Argentine President Cristina Fernandez on Thursday fired the country's central bank president, who had rejected her calls to step down for refusing to use Argentina's foreign currency reserves to pay debt.
Fernandez issued a presidential decree removing Martin Redrado from office, citing misconduct and dereliction of duties. He was replaced by Central Bank Vice President Miguel Pesce, a government ally, who will serve as interim president.
The conflict has highlighted uncertainty in Argentina as Latin America's number 3 economy tries to win back investor confidence and return to global markets with a bond issue eight years after a massive debt default.
It also threatens to open a protracted legal battle led by an emboldened opposition that has backed Redrado and is looking to challenge Fernandez after she lost control of Congress in mid-term elections last year.
Redrado will step down to respect the decree and plans to present a court injunction against his firing, a central bank official told reporters.
The former central bank head did not comment publicly about his ouster as constitutional experts questioned the legality of Fernandez's decision.
His firing came after Argentine stock, bond and currency markets closed, but the spread on Argentine bonds over comparable US Treasuries widened 25 basis to a nearly three-week high of 681, according to the J.P. Morgan Emerging Market Bond Index.
The deadlock between the government and Redrado has heightened political tensions and cast a shadow over the government's attempts to reshape its image among investors.
The Argentine leader on Wednesday asked Redrado to resign after he failed to act on her order to use $6.6bn in foreign currency reserves to meet debt payments next year.
Economy Minister Amado Boudou, in comments to Radio 10, said the government would hold talks with Mario Blejer, who headed the central bank in 2002 and is a former International Monetary Fund official, about taking over permanently as the bank's chief.
Debt repayment fund
Under the central bank's charter, the executive branch can dismiss a member of the bank's board but must have a recommendation from a special congressional committee.
The presidential decree, however, stated that Congress is in recess and its recommendation is nonbinding.
Some Argentine legal analysts said the dispute may be headed for more legal wrangling.
Constitutional lawyer Gregorio Badeni questioned the legality of Redrado's dismissal. “It is indispensable to have the opinion (of a congressional commission), although opinion wouldn't be binding,” he told local television.
Redrado angered Fernandez when he refused for three weeks to move on her presidential decree creating a debt repayment fund called the Bicentennial Fund aimed at guaranteeing the country's 2010 debt payments.
Argentina's debt obligations rise steeply this year to $13bn, and economists estimate a funding gap of $2bn to $7bn.
The fund's announcement last month helped add to a recent rally in Argentine bonds and drive down the costs of issuing new debt.
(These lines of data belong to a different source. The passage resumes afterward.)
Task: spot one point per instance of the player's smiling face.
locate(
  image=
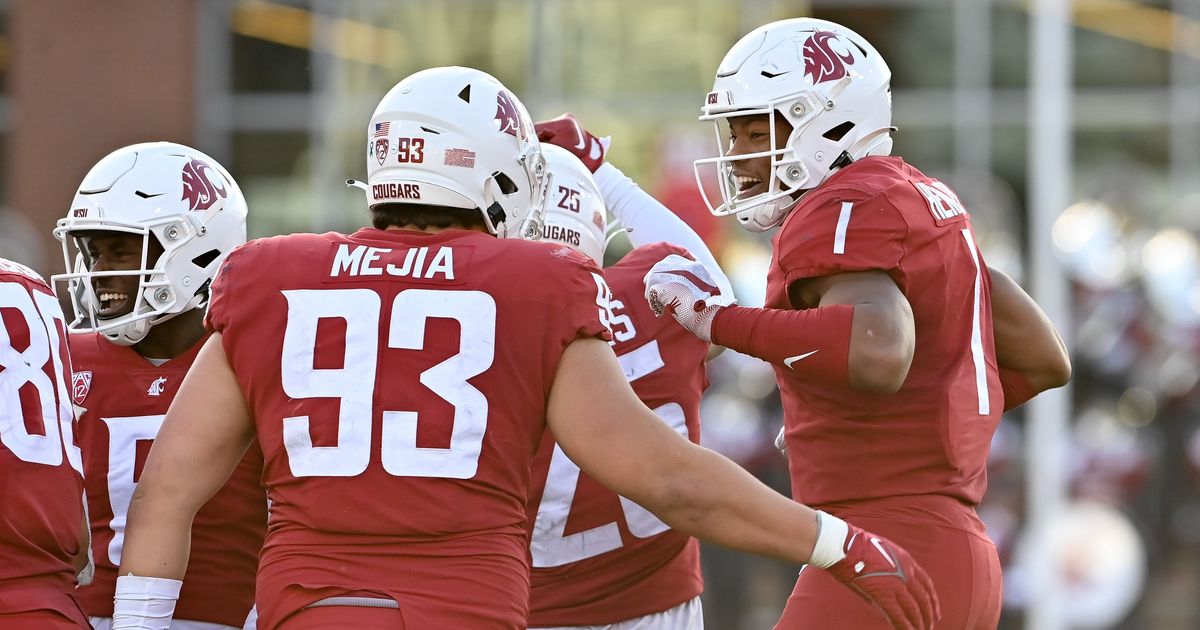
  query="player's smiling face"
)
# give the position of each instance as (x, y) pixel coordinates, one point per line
(751, 135)
(114, 251)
Fernandez is hoping to tap global credit markets paying a single-digit interest rate.
But opposition leaders criticized the plan and some filed lawsuits seeking to block the use of reserves to pay off debt, saying it threatens the central bank's autonomy and could lead to a sharp increase in government spending.
Redrado questioned Fernandez's decision, worried the fund could be targeted by international creditors who have filed lawsuits stemming from the country's default.
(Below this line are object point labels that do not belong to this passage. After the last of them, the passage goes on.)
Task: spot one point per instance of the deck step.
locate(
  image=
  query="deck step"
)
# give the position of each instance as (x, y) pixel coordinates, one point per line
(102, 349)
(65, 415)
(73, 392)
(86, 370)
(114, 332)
Boudou has pledged to continue with a $20bn debt swap, planned for later this month, that aims to mop up leftover defaulted bonds and clear the way for Argentina to issue a major bond.
A crisis over foreign reserves – which total about $48bn – could raise Argentina's borrowing costs just as it tries to return to markets. Signs the debt fund will move forward could give a boost to bond prices.
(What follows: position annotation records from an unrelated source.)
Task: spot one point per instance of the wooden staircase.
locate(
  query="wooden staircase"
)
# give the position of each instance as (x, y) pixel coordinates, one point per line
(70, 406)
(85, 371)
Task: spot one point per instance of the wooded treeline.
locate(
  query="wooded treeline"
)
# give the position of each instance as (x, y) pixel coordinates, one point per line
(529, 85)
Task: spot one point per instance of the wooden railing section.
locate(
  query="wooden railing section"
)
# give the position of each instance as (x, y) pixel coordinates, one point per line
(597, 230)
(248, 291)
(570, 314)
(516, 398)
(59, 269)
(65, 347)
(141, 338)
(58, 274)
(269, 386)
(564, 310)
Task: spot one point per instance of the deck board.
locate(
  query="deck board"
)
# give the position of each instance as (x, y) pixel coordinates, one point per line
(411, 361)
Pesce, the new central bank president, belongs to a wing of the opposition Radical party allied with Fernandez and her husband and predecessor former President Nestor Kirchner.
“He's a 100 percent loyal aide to the Kirchners,” Claudio Loser, an Argentine economist and ex-IMF official told local television.
In comments to the state-run Telam agency, Pesce signaled he would move ahead with the debt repayment fund.
“The only thing left to do is to implement (the decree)”, he said.